100%|██████████████████████████████████████| 33.6k/33.6k [00:02<00:00, 11.6kB/s]
Successfully submitted to House Prices - Advanced Regression Techniques

#4 nn
0.96401

かなり悪化してしまいました。インプットの割に学習時間が足らなすぎたのかも知れません。

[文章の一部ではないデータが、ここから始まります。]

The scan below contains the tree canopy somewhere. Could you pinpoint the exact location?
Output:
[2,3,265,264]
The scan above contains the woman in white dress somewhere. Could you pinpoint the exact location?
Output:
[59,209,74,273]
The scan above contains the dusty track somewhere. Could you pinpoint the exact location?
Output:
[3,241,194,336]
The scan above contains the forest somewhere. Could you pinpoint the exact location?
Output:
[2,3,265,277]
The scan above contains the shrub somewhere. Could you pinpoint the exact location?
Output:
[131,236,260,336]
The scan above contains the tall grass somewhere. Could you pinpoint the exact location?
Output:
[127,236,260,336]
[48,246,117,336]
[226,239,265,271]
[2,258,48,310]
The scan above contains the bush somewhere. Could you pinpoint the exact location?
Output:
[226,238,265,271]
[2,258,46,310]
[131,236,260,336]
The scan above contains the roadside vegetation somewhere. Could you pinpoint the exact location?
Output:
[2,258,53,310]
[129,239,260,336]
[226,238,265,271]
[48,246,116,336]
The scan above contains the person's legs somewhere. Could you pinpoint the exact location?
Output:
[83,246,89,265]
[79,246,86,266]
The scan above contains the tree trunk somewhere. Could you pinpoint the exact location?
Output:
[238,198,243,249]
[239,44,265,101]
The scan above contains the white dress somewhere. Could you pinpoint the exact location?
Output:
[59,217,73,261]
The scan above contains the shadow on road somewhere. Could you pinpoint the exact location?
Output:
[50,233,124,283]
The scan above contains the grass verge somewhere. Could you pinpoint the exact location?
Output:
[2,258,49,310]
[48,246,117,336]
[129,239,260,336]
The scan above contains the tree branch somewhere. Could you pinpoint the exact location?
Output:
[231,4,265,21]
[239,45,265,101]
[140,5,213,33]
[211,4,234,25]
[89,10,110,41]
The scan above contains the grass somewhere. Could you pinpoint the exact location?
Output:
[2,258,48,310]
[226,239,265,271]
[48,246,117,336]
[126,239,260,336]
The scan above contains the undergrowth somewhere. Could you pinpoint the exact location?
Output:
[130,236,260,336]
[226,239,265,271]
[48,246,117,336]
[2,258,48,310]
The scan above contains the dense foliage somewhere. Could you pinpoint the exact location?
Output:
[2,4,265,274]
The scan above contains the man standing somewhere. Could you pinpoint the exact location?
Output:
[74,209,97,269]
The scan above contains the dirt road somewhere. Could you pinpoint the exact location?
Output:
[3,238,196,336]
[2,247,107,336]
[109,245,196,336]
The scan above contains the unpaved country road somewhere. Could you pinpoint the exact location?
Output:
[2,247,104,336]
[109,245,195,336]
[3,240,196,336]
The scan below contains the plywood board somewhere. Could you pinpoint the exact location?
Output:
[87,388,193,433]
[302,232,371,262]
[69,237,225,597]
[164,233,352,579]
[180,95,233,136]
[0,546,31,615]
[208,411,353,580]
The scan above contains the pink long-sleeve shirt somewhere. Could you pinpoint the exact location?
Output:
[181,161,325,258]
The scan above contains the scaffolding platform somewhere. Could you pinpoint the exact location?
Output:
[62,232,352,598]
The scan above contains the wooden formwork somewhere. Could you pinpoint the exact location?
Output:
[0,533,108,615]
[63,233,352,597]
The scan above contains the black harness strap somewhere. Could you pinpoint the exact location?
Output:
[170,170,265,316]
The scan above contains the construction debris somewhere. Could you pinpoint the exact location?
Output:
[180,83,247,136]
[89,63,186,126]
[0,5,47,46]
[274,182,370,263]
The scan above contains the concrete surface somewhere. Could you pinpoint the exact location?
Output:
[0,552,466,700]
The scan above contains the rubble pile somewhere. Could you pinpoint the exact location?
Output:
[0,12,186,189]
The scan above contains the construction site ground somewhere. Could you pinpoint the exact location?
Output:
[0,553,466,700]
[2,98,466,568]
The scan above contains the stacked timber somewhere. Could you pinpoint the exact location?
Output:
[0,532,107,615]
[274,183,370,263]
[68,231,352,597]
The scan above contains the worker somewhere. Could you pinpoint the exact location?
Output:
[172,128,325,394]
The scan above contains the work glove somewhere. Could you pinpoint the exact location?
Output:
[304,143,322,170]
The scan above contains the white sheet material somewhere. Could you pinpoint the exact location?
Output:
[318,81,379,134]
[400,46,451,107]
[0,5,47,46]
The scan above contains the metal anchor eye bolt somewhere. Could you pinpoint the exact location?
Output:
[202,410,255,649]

ニューラルネットワーク (重回帰と同じ変数を利用)を試してみる


# 説明変数
ana_cols=[
  'TotalLivArea'
, 'OverallQual'
, 'TotalBathRms'
, 'GarageCars'
, 'BsmtQual'
, 'FullBath'
, 'GarageFinish'
, 'FireplaceQu'
, 'TotRmsAbvGrd'
#, 'Neighborhood_Blmngtn' avoid multi-correlation
, 'Neighborhood_Blueste'
, 'Neighborhood_BrDale'
, 'Neighborhood_BrkSide'
, 'Neighborhood_ClearCr'
, 'Neighborhood_CollgCr'
, 'Neighborhood_Crawfor'
, 'Neighborhood_Edwards'
, 'Neighborhood_Gilbert'
, 'Neighborhood_IDOTRR'
, 'Neighborhood_MeadowV'
, 'Neighborhood_Mitchel'
, 'Neighborhood_NAmes'
, 'Neighborhood_NPkVill'
, 'Neighborhood_NWAmes'
, 'Neighborhood_NoRidge'
, 'Neighborhood_NridgHt'
, 'Neighborhood_OldTown'
, 'Neighborhood_SWISU'
, 'Neighborhood_Sawyer'
, 'Neighborhood_SawyerW'
, 'Neighborhood_Somerst'
, 'Neighborhood_StoneBr'
, 'Neighborhood_Timber'
, 'Neighborhood_Veenker'
]

# 学習データ
X_train = df[ana_cols]
Y_train = df["SalePrice"] # 販売価格

# テストデータ
X_test = df_test[ana_cols]

# pipelineでデータを標準化してモデリングをする
from sklearn.pipeline import make_pipeline
from sklearn.preprocessing import StandardScaler

#https://scikit-learn.org/stable/modules/generated/sklearn.neural_network.MLPRegressor.html
from sklearn.neural_network import MLPRegressor
pipeline = make_pipeline(StandardScaler(), MLPRegressor(random_state=1, max_iter=10000))

# fitする
fit_pipeline = pipeline.fit(X_train,Y_train)

# モデルの適用
df_test["SalePrice"] = fit_pipeline.predict(df_test[ana_cols])

# コンペ提出データの作成
df_test[["Id","SalePrice"]].to_csv("ames_submission.csv",index=False)

# コンペ提出
!/Users/hinomaruc/Desktop/blog/my-venv/bin/kaggle competitions submit -c house-prices-advanced-regression-techniques -f ames_submission.csv -m "#4 nn same columns as multiregression"

Out[0]

100%|██████████████████████████████████████| 33.7k/33.7k [00:03<00:00, 10.2kB/s]
Successfully submitted to House Prices - Advanced Regression Techniques

#4 nn same columns as multiregression
0.18823

使用ライブラリのバージョン

pandas Version: 1.4.3
numpy Version: 1.22.4
scikit-learn Version: 1.1.1
seaborn Version: 0.11.2
matplotlib Version: 3.5.2

まとめ

重回帰よりは当てはまりがよく、多項式回帰よりは当てはまりが悪いという結果になりました。

ただ最低限のパラメータしか設定していないので、チューニング結果によってはもっと精度が良くなるかも知れません。

ニューラルネットワークは今後使う機会が多くなってくるので色々いじってみて理解を深めたいところです。

次回はSupport Vector Regressionを試してみます。